Health Care Fraud Prevention Partnership (HFPP): The Health Care Fraud Prevention Partnership represents a collaborative effort, uniting private insurers, states, and associations to combat health care fraud on a national scale. HFPP participants facilitate the exchange of information and best practices across both public and private sectors to detect and prevent fraudulent billing. Since 2013, HFPP has conducted eight comprehensive studies, empowering partners, including DOJ, HHS-OIG, FBI, CMS, state agencies, private plans, and associations, to implement concrete actions. These actions encompass payment system edits, revocations, and payment suspensions, effectively halting fraudulent payments and bolstering the collective defense against fraud, waste, and abuse.

  • In FY 2016, the HFPP expanded its reach to 70 partner organizations, representing over 65 percent of insured individuals within the United States, marking a 30 percent increase since FY 2015. The volume of data collected to support these studies has surged by 300 percent in FY 2016, enabling the execution of new studies, replication of previous studies with updated data, and the generation of actionable leads for fraud prevention and enforcement.

CMS Fraud Prevention Efforts

CMS is dedicated to ensuring that public funds are used appropriately, accurately paying legitimate entities for valid services provided to eligible beneficiaries of federal health care programs. CMS undertakes a wide array of program integrity activities, many of which extend beyond the direct funding scope of the HCFAC Account or discretionary HCFAC funding. These include Medicare Fee-for-Service and Medicaid improper payment rate measurements, activities of the Fraud Prevention System and Recovery Audit Program, and prior authorization initiatives, all detailed in separate reports. CMS consolidates these efforts in a combined Medicare and Medicaid Integrity Program report to Congress annually. Key CMS fraud prevention efforts include:

  • Throughout FY 2016, CMS continued to integrate Medicare and Medicaid program integrity efforts and provided technical guidance to states, providers, and stakeholders. CMS actively conducted Medicare and Medicaid fraud investigations, provider audits, and state program integrity reviews.
  • In FY 2016, CMS maintained its utilization of Affordable Care Act authority to suspend Medicare payments to providers under credible fraud allegations. CMS also holds the authority to suspend payments based on reliable overpayment information. During FY 2016, 508 payment suspensions were active at some point (data as of October 31, 2016), with 291 new suspensions initiated during the fiscal year.
  • Through the Medicaid/CHIP Financial Management project, CMS funding specialists, including accountants and financial analysts, worked to enhance financial oversight of the Medicaid Program and CHIP. In FY 2016, CMS addressed an estimated $608 million of questionable Medicaid costs (approximately $230 million recovered and $378 million resolved) out of $8.0 billion identified. Furthermore, an estimated $666 million in questionable reimbursement was prevented through funding specialists’ proactive work with states to promote sound Medicaid financing practices.
  • Open Payments, a national program, fosters transparency by publishing data on financial relationships between the health care industry (manufacturers and group purchasing organizations) and health care providers (physicians and teaching hospitals). In Fiscal Year 2016, CMS disclosed $7.5 billion in payments and ownership/investment interests from manufacturers and GPOs to physicians and teaching hospitals. This encompassed 11.9 million records attributable to 618,931 physicians and 1,116 teaching hospitals.
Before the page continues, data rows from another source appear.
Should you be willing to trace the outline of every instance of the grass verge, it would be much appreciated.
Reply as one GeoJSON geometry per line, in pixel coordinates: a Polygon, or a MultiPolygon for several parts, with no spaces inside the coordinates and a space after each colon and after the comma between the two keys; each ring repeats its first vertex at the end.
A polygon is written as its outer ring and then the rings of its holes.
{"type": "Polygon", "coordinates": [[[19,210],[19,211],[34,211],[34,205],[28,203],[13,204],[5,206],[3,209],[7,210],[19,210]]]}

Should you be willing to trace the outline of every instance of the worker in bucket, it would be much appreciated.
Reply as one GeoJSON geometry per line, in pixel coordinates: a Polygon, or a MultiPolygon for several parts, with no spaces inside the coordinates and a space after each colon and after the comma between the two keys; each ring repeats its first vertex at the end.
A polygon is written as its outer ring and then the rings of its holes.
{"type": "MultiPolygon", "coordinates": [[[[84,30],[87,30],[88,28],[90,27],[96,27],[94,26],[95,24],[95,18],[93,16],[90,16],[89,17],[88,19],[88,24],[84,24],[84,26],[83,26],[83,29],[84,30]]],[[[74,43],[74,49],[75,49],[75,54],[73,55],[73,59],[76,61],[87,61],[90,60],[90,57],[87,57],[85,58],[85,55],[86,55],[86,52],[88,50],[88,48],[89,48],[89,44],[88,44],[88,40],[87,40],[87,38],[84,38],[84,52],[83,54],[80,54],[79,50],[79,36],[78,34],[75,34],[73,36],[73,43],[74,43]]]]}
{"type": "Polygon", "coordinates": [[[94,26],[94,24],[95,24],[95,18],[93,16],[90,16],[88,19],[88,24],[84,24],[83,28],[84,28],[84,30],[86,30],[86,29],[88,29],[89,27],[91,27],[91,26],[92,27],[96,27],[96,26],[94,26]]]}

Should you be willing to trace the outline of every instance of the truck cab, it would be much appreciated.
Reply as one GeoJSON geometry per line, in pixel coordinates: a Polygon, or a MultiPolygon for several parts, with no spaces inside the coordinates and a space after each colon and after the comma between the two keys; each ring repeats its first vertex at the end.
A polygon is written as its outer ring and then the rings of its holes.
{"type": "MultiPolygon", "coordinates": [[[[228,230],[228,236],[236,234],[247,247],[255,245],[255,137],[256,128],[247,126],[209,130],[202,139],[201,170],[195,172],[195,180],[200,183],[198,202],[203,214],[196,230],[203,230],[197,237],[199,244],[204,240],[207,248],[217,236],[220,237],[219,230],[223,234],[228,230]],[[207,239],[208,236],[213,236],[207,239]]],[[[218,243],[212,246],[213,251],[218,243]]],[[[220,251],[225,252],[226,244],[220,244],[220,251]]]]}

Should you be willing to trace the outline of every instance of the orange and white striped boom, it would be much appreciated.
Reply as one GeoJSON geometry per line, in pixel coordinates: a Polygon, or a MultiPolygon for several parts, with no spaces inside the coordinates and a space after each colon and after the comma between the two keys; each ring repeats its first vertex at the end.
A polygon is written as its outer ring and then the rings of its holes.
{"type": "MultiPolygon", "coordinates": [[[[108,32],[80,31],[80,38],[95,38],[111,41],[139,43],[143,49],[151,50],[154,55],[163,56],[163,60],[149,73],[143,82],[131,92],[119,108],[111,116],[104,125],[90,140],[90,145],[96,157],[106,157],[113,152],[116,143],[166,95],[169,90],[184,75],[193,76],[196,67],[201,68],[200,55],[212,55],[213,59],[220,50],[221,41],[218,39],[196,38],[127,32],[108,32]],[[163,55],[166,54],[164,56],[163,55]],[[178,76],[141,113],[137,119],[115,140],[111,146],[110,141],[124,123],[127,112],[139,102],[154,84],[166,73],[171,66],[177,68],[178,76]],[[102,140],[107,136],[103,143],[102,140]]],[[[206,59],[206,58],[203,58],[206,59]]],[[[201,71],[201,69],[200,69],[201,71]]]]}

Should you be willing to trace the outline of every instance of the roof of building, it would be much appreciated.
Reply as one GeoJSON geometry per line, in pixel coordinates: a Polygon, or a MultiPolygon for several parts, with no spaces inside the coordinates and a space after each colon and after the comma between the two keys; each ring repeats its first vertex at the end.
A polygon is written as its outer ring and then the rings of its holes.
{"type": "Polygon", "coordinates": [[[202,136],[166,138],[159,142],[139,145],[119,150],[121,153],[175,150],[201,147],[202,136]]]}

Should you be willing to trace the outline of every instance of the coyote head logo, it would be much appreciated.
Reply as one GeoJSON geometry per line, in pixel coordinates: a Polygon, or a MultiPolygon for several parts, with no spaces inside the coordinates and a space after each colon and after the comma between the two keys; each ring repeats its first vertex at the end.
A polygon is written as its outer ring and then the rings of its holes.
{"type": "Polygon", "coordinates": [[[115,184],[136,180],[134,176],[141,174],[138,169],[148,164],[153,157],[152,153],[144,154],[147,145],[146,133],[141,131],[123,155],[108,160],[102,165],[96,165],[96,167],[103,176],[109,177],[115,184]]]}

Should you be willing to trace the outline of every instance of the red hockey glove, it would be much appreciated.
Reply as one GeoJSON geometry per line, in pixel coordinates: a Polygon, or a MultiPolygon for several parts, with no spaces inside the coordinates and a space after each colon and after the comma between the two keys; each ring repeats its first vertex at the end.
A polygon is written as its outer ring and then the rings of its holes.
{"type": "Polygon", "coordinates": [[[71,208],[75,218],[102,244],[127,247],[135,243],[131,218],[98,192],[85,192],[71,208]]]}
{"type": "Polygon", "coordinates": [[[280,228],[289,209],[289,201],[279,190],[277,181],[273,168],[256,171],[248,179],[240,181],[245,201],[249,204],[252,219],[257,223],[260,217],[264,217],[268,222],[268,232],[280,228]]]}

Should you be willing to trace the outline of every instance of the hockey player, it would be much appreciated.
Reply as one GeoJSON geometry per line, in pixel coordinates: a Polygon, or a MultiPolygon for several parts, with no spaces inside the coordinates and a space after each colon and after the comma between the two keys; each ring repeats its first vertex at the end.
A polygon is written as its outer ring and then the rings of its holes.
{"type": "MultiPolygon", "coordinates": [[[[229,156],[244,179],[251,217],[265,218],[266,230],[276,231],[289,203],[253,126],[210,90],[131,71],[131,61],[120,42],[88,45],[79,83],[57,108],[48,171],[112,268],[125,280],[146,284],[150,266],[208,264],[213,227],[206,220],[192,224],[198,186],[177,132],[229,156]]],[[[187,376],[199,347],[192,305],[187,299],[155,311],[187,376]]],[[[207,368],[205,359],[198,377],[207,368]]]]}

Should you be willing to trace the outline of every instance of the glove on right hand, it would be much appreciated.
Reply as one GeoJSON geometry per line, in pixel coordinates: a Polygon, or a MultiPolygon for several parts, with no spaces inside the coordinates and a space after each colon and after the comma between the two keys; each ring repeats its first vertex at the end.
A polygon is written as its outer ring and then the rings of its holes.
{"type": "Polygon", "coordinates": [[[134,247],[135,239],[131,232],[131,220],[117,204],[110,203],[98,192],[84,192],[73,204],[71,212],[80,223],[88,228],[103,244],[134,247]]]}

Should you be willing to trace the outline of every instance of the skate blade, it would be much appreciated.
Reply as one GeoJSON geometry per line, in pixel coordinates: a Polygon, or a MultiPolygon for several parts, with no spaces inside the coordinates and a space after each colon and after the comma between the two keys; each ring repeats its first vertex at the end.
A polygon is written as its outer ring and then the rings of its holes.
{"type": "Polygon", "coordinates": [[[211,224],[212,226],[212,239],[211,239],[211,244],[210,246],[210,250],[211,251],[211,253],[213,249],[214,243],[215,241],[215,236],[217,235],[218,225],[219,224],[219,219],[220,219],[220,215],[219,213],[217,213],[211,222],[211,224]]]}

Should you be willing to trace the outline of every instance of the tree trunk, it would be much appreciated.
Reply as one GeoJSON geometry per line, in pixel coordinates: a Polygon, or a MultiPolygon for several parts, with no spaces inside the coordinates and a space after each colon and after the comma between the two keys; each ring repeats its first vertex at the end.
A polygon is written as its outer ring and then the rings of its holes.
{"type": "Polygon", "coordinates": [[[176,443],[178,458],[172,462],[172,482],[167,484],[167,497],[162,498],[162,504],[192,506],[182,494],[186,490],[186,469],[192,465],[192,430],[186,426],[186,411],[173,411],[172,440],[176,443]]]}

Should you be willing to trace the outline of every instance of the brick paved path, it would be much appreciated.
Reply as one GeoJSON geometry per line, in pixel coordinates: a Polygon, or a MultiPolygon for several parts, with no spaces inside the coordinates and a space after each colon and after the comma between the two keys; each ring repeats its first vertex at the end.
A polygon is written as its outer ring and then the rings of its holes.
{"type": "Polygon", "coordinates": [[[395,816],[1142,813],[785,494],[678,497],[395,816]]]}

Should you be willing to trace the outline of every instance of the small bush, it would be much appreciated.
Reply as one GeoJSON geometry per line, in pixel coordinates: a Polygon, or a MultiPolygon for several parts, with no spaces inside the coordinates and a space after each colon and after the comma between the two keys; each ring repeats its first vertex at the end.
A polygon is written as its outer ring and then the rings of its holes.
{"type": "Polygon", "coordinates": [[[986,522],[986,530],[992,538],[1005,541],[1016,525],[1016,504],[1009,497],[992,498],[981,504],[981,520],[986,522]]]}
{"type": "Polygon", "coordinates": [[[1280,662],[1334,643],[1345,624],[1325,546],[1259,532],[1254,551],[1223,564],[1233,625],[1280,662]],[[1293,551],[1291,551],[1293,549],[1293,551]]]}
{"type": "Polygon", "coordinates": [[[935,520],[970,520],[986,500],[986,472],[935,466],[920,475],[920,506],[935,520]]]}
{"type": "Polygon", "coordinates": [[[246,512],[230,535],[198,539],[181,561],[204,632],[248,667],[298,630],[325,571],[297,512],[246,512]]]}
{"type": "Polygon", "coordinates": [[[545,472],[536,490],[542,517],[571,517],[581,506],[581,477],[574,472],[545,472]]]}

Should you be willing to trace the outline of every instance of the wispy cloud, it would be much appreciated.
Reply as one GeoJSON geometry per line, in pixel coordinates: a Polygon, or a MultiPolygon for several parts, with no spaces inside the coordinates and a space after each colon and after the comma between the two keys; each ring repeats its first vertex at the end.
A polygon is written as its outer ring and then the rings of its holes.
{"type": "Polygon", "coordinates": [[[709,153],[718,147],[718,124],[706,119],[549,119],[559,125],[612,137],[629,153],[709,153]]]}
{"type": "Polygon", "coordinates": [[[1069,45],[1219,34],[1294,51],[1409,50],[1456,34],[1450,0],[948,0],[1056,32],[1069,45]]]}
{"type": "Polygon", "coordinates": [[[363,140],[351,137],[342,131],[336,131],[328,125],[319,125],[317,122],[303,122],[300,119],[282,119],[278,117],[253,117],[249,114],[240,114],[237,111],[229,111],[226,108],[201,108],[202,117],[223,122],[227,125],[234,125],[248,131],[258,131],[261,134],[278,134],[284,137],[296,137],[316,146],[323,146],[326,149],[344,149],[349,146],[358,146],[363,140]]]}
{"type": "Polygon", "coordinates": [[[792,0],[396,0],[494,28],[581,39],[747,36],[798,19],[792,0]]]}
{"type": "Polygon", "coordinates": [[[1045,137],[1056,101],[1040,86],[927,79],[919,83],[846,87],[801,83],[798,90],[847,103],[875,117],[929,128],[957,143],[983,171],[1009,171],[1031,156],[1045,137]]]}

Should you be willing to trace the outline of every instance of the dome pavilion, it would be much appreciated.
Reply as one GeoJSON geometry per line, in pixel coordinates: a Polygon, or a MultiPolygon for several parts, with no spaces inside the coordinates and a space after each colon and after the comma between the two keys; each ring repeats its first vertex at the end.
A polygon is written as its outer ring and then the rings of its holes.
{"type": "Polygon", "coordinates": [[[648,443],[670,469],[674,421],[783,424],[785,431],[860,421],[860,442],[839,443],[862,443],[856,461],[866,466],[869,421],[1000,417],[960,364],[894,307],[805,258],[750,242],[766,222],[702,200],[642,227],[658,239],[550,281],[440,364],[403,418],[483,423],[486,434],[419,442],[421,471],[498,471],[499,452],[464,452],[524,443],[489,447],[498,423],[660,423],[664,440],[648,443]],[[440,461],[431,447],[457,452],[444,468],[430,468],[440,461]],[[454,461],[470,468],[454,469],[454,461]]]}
In conclusion, the Health Care Fraud and Abuse Control Program is a vital framework for protecting the U.S. health care system, taxpayers, and consumers. Through proactive prevention strategies, robust enforcement actions, and innovative technologies, the HCFAC Program continues to effectively combat health care fraud, ensuring the integrity of essential health care services and the appropriate use of public funds.